Although I have been a woodworker for over thirty years, I only began woodturning in earnest about thirteen years ago. Shortly after developing my interest in woodturning I had the good fortune to attend a workshop mentored by David Ellsworth, probably America’s most famous woodturner. Subsequently, I attended another of his workshops as well as his Masters workshop. David not only teaches technique, but design, philosophy, and a sort-of oneness with the wood. All of these I have tried to integrate into my work.
All the objects I produce are from local woods, Poplar, Maple, Cherry, Ash, Walnut, Oak, etc. All of the wood is acquired from neighbors who have to remove a tree, landscapers’ junkyards, the roadside, and so on.

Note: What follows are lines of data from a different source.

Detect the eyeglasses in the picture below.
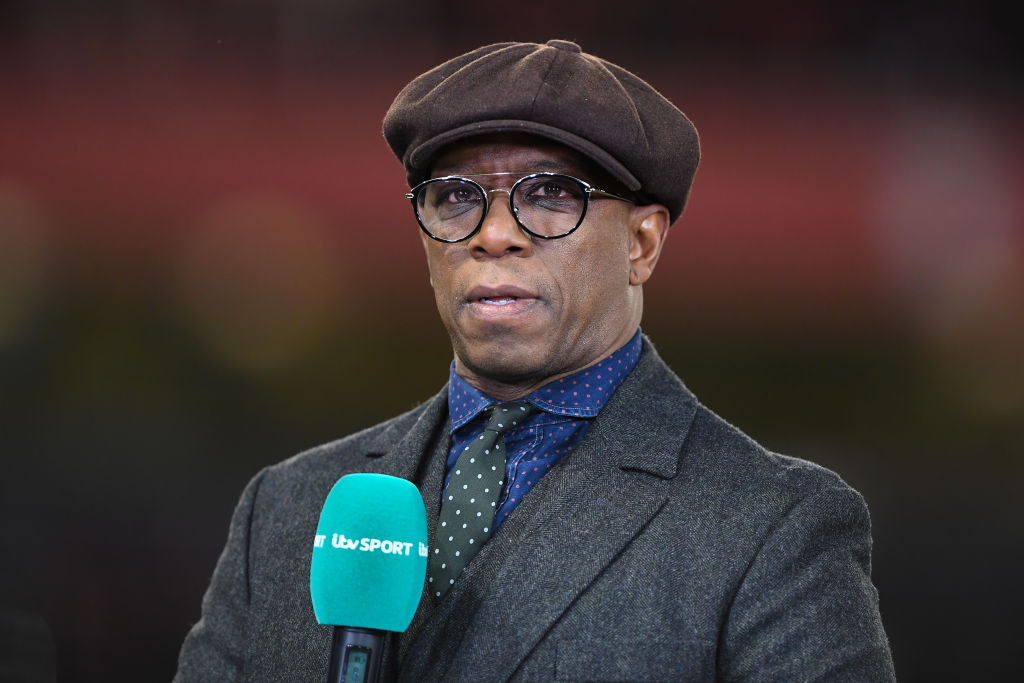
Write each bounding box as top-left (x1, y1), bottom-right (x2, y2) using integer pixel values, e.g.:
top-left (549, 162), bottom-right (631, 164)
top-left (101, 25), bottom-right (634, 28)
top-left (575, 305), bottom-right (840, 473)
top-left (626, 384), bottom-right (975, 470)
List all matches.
top-left (405, 172), bottom-right (632, 243)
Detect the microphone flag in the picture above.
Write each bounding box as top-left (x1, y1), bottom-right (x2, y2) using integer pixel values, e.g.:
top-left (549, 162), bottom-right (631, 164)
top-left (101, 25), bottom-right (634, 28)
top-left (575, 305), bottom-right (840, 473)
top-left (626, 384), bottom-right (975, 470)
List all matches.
top-left (310, 473), bottom-right (428, 632)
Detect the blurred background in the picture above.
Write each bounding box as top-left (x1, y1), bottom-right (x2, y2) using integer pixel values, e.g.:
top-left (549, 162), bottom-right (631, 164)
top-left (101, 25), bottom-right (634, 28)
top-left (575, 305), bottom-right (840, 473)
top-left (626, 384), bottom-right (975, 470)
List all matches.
top-left (0, 1), bottom-right (1021, 680)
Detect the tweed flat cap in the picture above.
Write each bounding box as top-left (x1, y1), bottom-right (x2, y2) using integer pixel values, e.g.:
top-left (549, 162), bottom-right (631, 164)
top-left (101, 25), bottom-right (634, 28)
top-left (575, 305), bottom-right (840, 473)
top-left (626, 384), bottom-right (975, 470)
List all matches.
top-left (383, 40), bottom-right (700, 223)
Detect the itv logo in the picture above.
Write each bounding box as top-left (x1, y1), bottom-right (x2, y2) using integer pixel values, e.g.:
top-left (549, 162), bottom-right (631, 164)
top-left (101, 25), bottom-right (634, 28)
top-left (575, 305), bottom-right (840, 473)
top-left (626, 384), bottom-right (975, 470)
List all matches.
top-left (313, 532), bottom-right (417, 556)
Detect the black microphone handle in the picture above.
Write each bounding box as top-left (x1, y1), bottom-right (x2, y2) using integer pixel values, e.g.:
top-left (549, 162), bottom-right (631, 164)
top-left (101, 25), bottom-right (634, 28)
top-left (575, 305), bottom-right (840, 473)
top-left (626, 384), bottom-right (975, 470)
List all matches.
top-left (326, 626), bottom-right (385, 683)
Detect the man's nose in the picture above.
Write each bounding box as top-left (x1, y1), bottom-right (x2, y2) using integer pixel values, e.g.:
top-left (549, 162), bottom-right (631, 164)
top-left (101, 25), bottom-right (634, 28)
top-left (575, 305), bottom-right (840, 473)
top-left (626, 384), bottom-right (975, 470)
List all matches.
top-left (466, 190), bottom-right (533, 257)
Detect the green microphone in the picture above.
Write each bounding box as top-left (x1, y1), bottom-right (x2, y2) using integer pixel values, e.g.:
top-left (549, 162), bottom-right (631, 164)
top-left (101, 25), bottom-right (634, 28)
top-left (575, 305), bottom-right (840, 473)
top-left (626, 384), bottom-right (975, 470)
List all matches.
top-left (311, 473), bottom-right (427, 683)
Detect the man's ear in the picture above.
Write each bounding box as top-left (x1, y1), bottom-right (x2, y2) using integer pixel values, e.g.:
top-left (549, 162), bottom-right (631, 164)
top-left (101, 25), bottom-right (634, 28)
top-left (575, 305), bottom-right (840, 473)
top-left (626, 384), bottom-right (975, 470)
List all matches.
top-left (627, 203), bottom-right (671, 286)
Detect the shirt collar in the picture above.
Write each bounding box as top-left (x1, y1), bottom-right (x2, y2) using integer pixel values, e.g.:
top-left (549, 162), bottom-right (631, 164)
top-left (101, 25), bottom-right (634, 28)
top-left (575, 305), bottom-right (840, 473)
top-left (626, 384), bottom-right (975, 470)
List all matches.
top-left (447, 328), bottom-right (643, 432)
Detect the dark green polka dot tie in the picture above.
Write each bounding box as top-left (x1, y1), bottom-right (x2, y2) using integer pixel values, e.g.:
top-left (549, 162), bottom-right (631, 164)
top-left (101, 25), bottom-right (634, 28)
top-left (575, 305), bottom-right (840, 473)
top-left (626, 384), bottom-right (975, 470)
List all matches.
top-left (429, 401), bottom-right (536, 598)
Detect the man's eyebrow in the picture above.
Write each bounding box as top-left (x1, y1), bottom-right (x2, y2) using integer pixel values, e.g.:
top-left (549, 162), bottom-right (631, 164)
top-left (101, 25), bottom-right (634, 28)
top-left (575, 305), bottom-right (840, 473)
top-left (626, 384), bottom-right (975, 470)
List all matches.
top-left (530, 159), bottom-right (573, 172)
top-left (435, 158), bottom-right (580, 176)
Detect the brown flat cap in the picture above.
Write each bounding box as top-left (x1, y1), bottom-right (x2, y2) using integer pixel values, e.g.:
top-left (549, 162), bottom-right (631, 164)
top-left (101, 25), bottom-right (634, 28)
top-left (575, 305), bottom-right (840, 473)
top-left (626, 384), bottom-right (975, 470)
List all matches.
top-left (383, 40), bottom-right (700, 223)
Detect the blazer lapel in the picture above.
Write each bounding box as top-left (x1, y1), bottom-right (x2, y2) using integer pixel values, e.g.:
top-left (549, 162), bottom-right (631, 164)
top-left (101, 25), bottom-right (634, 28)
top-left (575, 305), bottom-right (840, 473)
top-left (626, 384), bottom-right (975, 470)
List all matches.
top-left (357, 387), bottom-right (450, 482)
top-left (400, 340), bottom-right (698, 681)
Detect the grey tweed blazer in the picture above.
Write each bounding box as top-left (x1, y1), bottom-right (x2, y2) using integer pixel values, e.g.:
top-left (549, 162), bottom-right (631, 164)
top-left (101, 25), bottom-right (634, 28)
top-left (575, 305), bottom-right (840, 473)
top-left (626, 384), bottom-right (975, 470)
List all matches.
top-left (175, 339), bottom-right (895, 682)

I seldom have a clear idea of what I am going to make when I start out. Occasionally, when chain sawing a piece of wood down to a workable size, certain aspects of the piece will suggest an object: a bowl, a platter, an urn, a vase, or a hollow form. Often, however, it is only after the piece of wood has been on the lathe and turning has started that more detail is revealed. Grain pattern, knots, defects, fungus staining, bark inclusions can then be seen and my final plan can be developed.
My goal is to design a form that brings out the beauty of the wood and highlights the interesting aspects of the particular piece of wood. Hopefully, you will think you are seeing some of the successes. Be assured there are many disasters. All of my pieces are turned while the wood is still wet. As a result, the shape of the form distorts somewhat as the wood dries. I feel that this often adds interest to the piece as it prevents the finished product from always being perfectly round. I add very few embellishments such as carving, staining, coloring, or painting, usually using only a preservative coat of oil or lacquer.
My final goal is that the wood, with its attributes and defects, speaks for itself as an object of interest.